Glen Este masks height deficiency with toughness

February 4th, 2013    Author: Administrator    Filed Under: Sports

Glen Este’s Tyler Flanigan, above, shields off a defender in the Trojans’ Jan. 16 game against Clermont Northeastern. Flanigan, a junior, averages 7.8 points and 5.5 rebounds per game.

By Chris Chaney
Sun staff

Every team has weaknesses that need to be masked or compensated for throughout a season, and for the Glen Este Trojans that fact has been no less true.

Coming into the 2012-13 season, Coach Dave Caldwell and the Trojans could see what deficiency they lacked simply by taking a look around at the players that they would be playing alongside. Specifically, nearly everyone on the team could see eye-to-eye; they didn’t have anyone on their roster over 6-foot-3 inches tall.

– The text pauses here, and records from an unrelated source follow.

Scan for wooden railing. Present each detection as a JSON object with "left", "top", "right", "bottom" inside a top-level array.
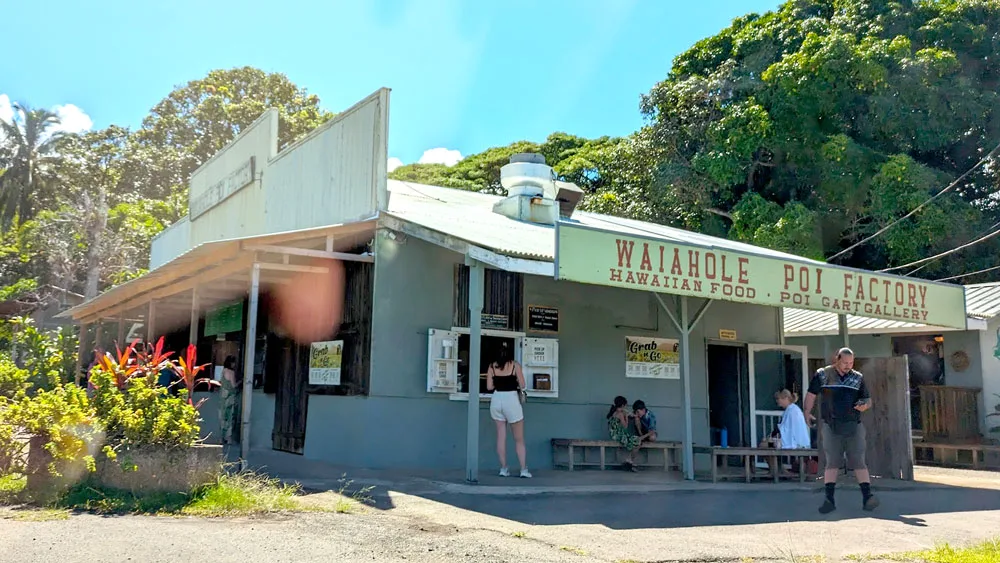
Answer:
[{"left": 920, "top": 385, "right": 982, "bottom": 444}]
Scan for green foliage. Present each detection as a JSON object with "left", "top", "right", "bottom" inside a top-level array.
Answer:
[
  {"left": 9, "top": 317, "right": 79, "bottom": 389},
  {"left": 90, "top": 337, "right": 204, "bottom": 451},
  {"left": 0, "top": 385, "right": 100, "bottom": 486},
  {"left": 57, "top": 472, "right": 306, "bottom": 517},
  {"left": 0, "top": 278, "right": 38, "bottom": 301},
  {"left": 91, "top": 367, "right": 200, "bottom": 451},
  {"left": 628, "top": 0, "right": 1000, "bottom": 277},
  {"left": 0, "top": 353, "right": 31, "bottom": 400}
]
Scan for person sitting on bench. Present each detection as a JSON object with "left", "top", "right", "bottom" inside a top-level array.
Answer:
[{"left": 632, "top": 400, "right": 656, "bottom": 442}]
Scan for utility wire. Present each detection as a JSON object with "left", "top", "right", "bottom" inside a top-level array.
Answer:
[
  {"left": 934, "top": 266, "right": 1000, "bottom": 281},
  {"left": 903, "top": 218, "right": 1000, "bottom": 277},
  {"left": 828, "top": 144, "right": 1000, "bottom": 264},
  {"left": 879, "top": 221, "right": 1000, "bottom": 272}
]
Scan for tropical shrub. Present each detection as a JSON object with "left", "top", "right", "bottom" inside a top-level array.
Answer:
[
  {"left": 90, "top": 338, "right": 211, "bottom": 451},
  {"left": 0, "top": 385, "right": 102, "bottom": 492}
]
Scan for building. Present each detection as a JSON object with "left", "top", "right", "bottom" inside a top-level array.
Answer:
[
  {"left": 60, "top": 89, "right": 966, "bottom": 479},
  {"left": 784, "top": 283, "right": 1000, "bottom": 440}
]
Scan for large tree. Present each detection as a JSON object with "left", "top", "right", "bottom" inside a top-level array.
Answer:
[
  {"left": 642, "top": 0, "right": 1000, "bottom": 276},
  {"left": 0, "top": 104, "right": 63, "bottom": 231},
  {"left": 123, "top": 67, "right": 333, "bottom": 203}
]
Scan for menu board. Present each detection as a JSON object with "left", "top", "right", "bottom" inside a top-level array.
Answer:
[
  {"left": 309, "top": 340, "right": 344, "bottom": 385},
  {"left": 528, "top": 305, "right": 559, "bottom": 332},
  {"left": 625, "top": 336, "right": 681, "bottom": 379},
  {"left": 205, "top": 301, "right": 243, "bottom": 336}
]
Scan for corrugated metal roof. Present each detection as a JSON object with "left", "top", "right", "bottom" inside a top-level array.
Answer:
[
  {"left": 388, "top": 180, "right": 821, "bottom": 264},
  {"left": 965, "top": 282, "right": 1000, "bottom": 319},
  {"left": 783, "top": 308, "right": 953, "bottom": 336},
  {"left": 784, "top": 283, "right": 1000, "bottom": 336}
]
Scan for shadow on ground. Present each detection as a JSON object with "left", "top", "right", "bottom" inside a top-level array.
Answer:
[{"left": 240, "top": 450, "right": 1000, "bottom": 530}]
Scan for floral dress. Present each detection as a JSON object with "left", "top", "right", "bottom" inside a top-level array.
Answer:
[{"left": 608, "top": 416, "right": 639, "bottom": 450}]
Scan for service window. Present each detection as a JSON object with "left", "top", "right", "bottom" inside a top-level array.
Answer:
[{"left": 427, "top": 327, "right": 559, "bottom": 400}]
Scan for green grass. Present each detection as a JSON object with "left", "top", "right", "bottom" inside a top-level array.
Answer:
[
  {"left": 0, "top": 474, "right": 27, "bottom": 504},
  {"left": 874, "top": 538, "right": 1000, "bottom": 563},
  {"left": 181, "top": 473, "right": 301, "bottom": 516},
  {"left": 57, "top": 472, "right": 315, "bottom": 517}
]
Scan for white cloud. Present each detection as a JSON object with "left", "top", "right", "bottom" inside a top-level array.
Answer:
[
  {"left": 52, "top": 104, "right": 94, "bottom": 133},
  {"left": 0, "top": 94, "right": 94, "bottom": 138},
  {"left": 417, "top": 147, "right": 462, "bottom": 166},
  {"left": 0, "top": 94, "right": 14, "bottom": 123}
]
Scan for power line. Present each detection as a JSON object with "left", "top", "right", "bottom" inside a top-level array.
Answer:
[
  {"left": 879, "top": 221, "right": 1000, "bottom": 272},
  {"left": 934, "top": 266, "right": 1000, "bottom": 281},
  {"left": 903, "top": 218, "right": 1000, "bottom": 277},
  {"left": 828, "top": 144, "right": 1000, "bottom": 260}
]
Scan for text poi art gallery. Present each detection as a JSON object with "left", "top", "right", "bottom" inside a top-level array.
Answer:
[
  {"left": 559, "top": 228, "right": 965, "bottom": 326},
  {"left": 60, "top": 89, "right": 965, "bottom": 480}
]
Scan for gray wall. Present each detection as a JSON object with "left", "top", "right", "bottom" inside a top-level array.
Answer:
[
  {"left": 979, "top": 317, "right": 1000, "bottom": 442},
  {"left": 785, "top": 334, "right": 892, "bottom": 360},
  {"left": 242, "top": 232, "right": 778, "bottom": 471}
]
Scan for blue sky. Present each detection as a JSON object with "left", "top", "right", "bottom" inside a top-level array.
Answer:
[{"left": 0, "top": 0, "right": 779, "bottom": 167}]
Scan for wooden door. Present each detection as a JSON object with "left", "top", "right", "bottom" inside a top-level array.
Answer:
[{"left": 268, "top": 338, "right": 309, "bottom": 454}]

“With our biggest guys being 6’3”, it seems like every other team has a couple 6’8” guys,” Caldwell said of their early season opponents. “We worked hard over Christmas break and got better. Playing a couple of teams a little more like us, we have had some better results.”

During the rocky start to the season, the Trojans faced some of the toughest teams in the area, most of whom had big men in the middle that caused matchup problems for the smaller Glen Este squad.

“A big part of (our early season struggles) has been our schedule. We started the season with some unbelievable opponents,” Caldwell said. “Between playing Walnut Hills twice, Turpin twice, St. (Xavier), Newport Catholic, it just seemed like we played a bunch of hammers.

“At this point, all of the teams that have beaten us, the worse team has a .500 record. It’s not like we’re losing to bad teams.”

Having to deal with that difficult early-season schedule, the Trojans were only able to pick off one win in their first 12 games, a 53-48 win over Mount Healthy in the season-opener.

Despite their lack of size, the Trojans played admirably over that 11-game losing streak, rarely getting blown out. Caldwell and his team had to find a way to turn their lack of size inside into an advantage.

“At Glen Este, we’ve traditionally had a very strong football program and we have a lot of football players (on the basketball team) that are just tough kids,” Caldwell said of the Trojans’ defensive strategy. “We’re going out and playing man-to-man and sticking our 6’1” and 6’2” kids on 6’8”, 6’9”, 6’10” kids and their going out there and busting their butts, doing a great job. Our half-court defense is really a strength of ours.”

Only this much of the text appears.